I thought I’d give you all a sneak peak into one of the stories I’m currently working on. Here’s the first chapter. If you enjoy reading it, please give this post a like and don’t forget to follow my blog so you can read more!
It wasn’t your average winter. This winter had been different. The cold wind had felt more bitter, the snow had come down in droves, continuously blanketing every inch of the small mountain town. The days of sunshine were few and far between. The short days had felt longer, and the cold Lauren had, seemed to be unending. But she knew everything only seemed worse than it really was. The days weren’t really 36 hours long as they had felt. The wind wasn’t more bitter than it had been the winter before. She had been far too stressed causing herself to catch several colds in a row, and in all reality, the snow totals for that year had been less than the year prior.
Everything seemed so much gloomier when you were alone.
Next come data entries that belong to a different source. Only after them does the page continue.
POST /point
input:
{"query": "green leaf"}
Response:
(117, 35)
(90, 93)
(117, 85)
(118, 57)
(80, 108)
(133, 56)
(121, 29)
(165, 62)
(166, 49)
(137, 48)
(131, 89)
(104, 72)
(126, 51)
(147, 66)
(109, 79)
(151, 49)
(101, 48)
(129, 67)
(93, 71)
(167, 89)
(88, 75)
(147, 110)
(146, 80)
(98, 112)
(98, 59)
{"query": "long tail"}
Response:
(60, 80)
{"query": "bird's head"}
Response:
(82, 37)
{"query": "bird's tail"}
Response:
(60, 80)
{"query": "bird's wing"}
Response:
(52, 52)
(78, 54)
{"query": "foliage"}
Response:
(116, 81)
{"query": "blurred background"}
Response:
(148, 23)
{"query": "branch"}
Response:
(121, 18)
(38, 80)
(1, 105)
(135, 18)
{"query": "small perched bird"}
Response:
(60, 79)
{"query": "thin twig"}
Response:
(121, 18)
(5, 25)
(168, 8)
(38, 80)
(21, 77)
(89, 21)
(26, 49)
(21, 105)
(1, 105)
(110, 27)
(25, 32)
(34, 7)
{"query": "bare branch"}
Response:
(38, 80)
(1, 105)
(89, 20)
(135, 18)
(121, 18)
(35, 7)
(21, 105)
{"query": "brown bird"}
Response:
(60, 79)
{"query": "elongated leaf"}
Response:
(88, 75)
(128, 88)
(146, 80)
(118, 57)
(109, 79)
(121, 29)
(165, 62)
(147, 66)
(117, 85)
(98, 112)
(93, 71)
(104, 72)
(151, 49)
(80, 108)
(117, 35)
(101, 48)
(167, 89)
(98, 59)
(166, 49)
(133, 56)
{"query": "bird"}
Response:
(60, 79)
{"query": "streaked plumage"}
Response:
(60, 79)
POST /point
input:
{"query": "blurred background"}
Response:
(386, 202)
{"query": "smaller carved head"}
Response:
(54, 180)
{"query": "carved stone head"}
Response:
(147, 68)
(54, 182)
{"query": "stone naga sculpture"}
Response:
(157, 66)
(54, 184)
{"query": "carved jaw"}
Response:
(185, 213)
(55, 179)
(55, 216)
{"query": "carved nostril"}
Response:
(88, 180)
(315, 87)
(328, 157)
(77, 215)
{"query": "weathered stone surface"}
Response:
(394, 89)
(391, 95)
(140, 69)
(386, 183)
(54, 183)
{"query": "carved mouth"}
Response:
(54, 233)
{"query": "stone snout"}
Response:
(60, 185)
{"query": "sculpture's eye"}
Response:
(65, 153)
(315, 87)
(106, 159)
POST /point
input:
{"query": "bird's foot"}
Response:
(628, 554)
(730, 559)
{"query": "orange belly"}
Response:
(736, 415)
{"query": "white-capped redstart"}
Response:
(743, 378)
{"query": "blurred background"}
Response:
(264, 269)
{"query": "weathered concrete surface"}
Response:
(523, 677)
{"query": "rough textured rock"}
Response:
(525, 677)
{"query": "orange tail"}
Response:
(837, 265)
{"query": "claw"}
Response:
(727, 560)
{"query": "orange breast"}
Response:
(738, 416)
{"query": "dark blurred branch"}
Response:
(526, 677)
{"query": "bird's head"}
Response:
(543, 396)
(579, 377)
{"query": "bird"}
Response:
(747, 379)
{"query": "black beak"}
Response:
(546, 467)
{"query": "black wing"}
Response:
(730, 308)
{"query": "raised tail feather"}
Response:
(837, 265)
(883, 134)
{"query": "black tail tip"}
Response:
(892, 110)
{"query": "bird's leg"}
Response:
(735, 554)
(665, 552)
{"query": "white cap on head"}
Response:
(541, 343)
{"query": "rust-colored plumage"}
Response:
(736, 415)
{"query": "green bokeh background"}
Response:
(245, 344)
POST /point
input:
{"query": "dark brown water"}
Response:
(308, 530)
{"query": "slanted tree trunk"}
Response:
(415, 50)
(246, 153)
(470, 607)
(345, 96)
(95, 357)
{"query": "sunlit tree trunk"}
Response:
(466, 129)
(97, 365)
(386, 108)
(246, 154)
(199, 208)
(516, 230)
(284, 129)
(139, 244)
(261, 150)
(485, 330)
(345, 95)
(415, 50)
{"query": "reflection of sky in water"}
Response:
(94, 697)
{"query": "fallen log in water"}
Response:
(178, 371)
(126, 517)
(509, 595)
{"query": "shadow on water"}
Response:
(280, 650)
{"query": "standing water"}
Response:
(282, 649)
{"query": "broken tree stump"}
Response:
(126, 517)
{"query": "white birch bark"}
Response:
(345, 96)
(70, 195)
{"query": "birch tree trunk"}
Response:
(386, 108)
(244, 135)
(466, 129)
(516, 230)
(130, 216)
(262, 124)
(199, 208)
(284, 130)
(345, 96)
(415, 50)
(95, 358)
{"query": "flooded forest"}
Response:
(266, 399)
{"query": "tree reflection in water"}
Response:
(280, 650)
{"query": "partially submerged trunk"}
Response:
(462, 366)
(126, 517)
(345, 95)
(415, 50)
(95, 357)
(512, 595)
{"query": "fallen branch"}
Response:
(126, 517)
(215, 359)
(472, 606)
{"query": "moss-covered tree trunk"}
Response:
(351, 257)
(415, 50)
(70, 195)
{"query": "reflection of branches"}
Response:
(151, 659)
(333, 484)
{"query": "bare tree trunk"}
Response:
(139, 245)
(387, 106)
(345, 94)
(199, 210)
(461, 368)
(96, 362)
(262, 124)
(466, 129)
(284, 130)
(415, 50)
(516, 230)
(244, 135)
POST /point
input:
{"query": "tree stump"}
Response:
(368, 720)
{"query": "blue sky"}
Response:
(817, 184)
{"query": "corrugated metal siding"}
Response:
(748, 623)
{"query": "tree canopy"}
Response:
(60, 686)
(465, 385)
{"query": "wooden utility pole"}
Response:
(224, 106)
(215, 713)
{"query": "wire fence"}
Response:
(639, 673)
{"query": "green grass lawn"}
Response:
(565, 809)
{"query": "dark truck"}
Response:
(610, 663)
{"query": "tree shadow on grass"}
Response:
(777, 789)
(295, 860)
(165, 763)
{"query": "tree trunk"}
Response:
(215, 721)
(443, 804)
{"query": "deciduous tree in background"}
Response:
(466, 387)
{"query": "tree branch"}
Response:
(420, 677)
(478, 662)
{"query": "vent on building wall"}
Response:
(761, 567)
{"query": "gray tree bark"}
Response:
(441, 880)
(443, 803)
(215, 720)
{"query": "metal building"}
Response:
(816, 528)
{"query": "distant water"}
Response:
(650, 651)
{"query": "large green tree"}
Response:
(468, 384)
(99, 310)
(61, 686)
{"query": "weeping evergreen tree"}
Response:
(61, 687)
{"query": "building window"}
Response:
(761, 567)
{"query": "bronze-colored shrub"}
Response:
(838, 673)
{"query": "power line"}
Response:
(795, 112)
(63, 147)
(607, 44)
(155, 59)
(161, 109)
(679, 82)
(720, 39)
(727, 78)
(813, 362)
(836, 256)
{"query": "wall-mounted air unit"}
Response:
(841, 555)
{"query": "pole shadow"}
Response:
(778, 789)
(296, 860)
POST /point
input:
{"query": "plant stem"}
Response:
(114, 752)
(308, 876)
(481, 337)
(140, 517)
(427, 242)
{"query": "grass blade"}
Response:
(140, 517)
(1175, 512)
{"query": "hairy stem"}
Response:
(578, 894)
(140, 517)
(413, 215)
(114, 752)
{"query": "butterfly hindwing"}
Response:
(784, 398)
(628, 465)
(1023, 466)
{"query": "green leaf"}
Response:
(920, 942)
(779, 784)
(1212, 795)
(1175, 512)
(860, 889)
Which she had been all winter long. The winter she had left her boyfriend of six years. The winter she had found out that her best friend of twelve-years wasn’t who she thought she was. The winter that her mother and father died in a car accident.
She had never felt this alone before. She’d lost everyone that she was close to in a matter of two months and hoped that the return of spring would at least help her days feel a little better.
As she drove into town to get her weekly grocery shopping out of the way, she thought about the life she had had just four months before. Thoughts of wedding bells and vacations in Cabo. Thoughts of another Christmas spent running around to the multiple family gatherings that her and Ben had done all the years prior.
She had made lists. Lists upon lists, upon lists. Lists of what she was going to get for everyone. Lists of the decorations she had and the ones she needed to replace. Lists of food to cook and desserts to bake – a joyful hobby of hers. There were papers scattered everywhere in her orderly-disorganized way.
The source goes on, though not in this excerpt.